Believe it or not, other quarterbacks know the pain Mitch Trubisky is going through. He’s a former high draft choice. He has immense expectations on his shoulders and he wasn’t the most polished product when he arrived. It’s not an uncommon story for that position. One man who can relate to that, and to the big problem he’s having now is Steve Young.
Most people remember him these days as a Hall of Famer. A man who took over for the great Joe Montana and extended the San Francisco 49ers dynasty into the 1990s. He’s a two-time league MVP and won a Super Bowl in 1994. Most just assume he was always one of the greatest passers of all-time. Yet he’d be the first to tell that was far from the case.
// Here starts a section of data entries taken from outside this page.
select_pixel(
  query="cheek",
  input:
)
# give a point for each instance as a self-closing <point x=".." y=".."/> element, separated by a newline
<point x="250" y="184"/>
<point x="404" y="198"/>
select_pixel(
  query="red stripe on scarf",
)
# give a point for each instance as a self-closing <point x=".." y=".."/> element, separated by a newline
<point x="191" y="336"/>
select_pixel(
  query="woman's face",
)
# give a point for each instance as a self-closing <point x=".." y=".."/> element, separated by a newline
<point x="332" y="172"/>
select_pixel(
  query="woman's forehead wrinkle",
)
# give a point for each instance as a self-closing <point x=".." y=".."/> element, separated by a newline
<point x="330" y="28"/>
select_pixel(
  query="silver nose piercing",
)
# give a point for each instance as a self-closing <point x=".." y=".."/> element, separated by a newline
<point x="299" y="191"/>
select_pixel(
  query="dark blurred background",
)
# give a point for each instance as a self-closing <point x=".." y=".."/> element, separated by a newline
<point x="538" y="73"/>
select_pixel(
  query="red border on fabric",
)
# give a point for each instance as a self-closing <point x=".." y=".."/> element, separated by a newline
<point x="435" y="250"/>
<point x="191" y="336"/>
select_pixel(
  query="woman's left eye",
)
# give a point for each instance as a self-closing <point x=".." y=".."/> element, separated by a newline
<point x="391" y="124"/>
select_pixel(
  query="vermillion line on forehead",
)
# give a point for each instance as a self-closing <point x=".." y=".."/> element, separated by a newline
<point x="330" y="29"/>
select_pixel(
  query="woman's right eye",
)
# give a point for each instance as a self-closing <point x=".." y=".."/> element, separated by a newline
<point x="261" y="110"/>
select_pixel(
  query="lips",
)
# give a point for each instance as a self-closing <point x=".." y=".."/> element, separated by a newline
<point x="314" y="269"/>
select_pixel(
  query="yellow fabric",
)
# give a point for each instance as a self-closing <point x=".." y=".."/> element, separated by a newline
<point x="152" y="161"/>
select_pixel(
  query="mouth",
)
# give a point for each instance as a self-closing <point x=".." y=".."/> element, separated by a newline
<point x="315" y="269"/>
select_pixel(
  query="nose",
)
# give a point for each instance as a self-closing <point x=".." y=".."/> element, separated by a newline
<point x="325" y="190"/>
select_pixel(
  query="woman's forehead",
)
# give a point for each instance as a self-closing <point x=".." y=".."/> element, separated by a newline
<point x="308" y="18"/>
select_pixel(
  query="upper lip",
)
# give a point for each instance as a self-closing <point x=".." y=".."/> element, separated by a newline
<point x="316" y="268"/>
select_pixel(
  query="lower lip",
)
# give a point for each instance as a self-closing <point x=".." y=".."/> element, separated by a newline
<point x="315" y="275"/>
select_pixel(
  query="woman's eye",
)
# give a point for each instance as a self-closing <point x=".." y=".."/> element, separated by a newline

When his pro career began, Young was anything but a “passer.” He was more of a running back who happened to have a good arm. There was no questioning he had the talent and potential to become a true quarterback, but it was going to take time for him to learn the position to the right way. His biggest issue? The same one that Trubisky is dealing with now.
Young states the biggest hurdle he faced and what Mitch Trubisky faces now
People might not remember Young didn’t actually start his pro career in the NFL. He spent two seasons in the former United States Football League in the mid-1980s. There he was introduced to a coaching legend in Sid Gillman, considered the father of modern NFL offense. He was the inspiration to Bill Walsh who eventually developed the West Coast offense that made Young a star later in his career.
Gillman was not impressed when he first arrived. While Young could run, his passing skill was completely raw. What was the problem?
“How can you make a decision if you have no sense of timing? You are just waiting, waiting, waiting. Then you have to set your feet and throw the football. By then it’s too late.”
The first time Sid saw me, he said, “Look, your footwork is horrible.” I had never cared — and knew nothing — about my footwork; I just got it done on the field. But Sid was the first coach to tell me that my footwork decided how I would play. If Sid could get a hold of most of today’s quarterbacks, he would say the same thing: “Your footwork is horrible.”
Gillman may have had a point.
Young completed just 56.42% of his passes in the USFL with 16 touchdowns and 22 interceptions. Luckily he was left with the knowledge of how important footwork was and would put it to great use a few years later in San Francisco. There it was Walsh who took up the job of lecturing him on the importance of it.
“Steve, no one knows where you are going to be. You’ve got to lock this stuff in so you can make reads, give the ball to people on time and make decisions about where to throw the football based on your feet.”
This is the problem that has bedeviled Trubisky since he got to the NFL. Like Young, he came in with lots of athleticism, a great work ethic, a fiery competitiveness, and leadership qualities. However, he was no a polished passer. While he could throw with deadly precision at times, he has a tendency to over or underthrow balls from the pocket. Why is this? The same as it was for Young.
His footwork isn’t right.
On the surface, this looks like a simple case of Trubisky just putting a little too much juice on the ball, right? Watch the play a little closer. He does a good job of standing in the pocket but when he starts his throwing motion, his left foot is planted at too wide an angle. This opens up his hips too much, leading to the ball sailing on him.
Compare that to the throw he had to Allen Robinson in the second half.
This time everything is perfect. Trubisky stands in the pocket like before, but his left foot is closed it a bit more towards where he’s going with the ball. As a result, the pass drops right into the bucket, hitting Robinson in stride for a 39-yard gain. It might seem like such a small adjustment, but that’s the NFL. The smallest mistakes have big consequences.
That’s what Nagy’s offense is working to teach him. It comes from the breeding ground of the West Coast scheme where timing, rhythm and reading the field is crucial. Young believes the system while challenging, will make most quarterbacks a more polished passer.
“When a quarterback learns the West Coast footwork, he becomes more developed, because his feet help him with the reads. His mind is free to digest more things happening around him and more of the field, which increases the quarterback’s degree of difficulty. I had reads where I would look toward one side of the field — bounce — look to the other side of the field — bounce — and then hit the outlet in front of me. But the more I played, the more I understood.”
That last part is key. The only way to get better at correcting this footwork issue is to play. Is to gain experience. Trubisky just went through game #3 in this system. His head is swimming trying to keep up with all the complexities while diagnosing defenses in a matter of split seconds before and after a snap. It’s little wonder he’s looked tentative.
It may not be what Bears fans want to hear, but it’s the truth. They must let this thing play out. Patience is key. Trubisky can’t get better at this if he’s not allowed the time to work out the kinks.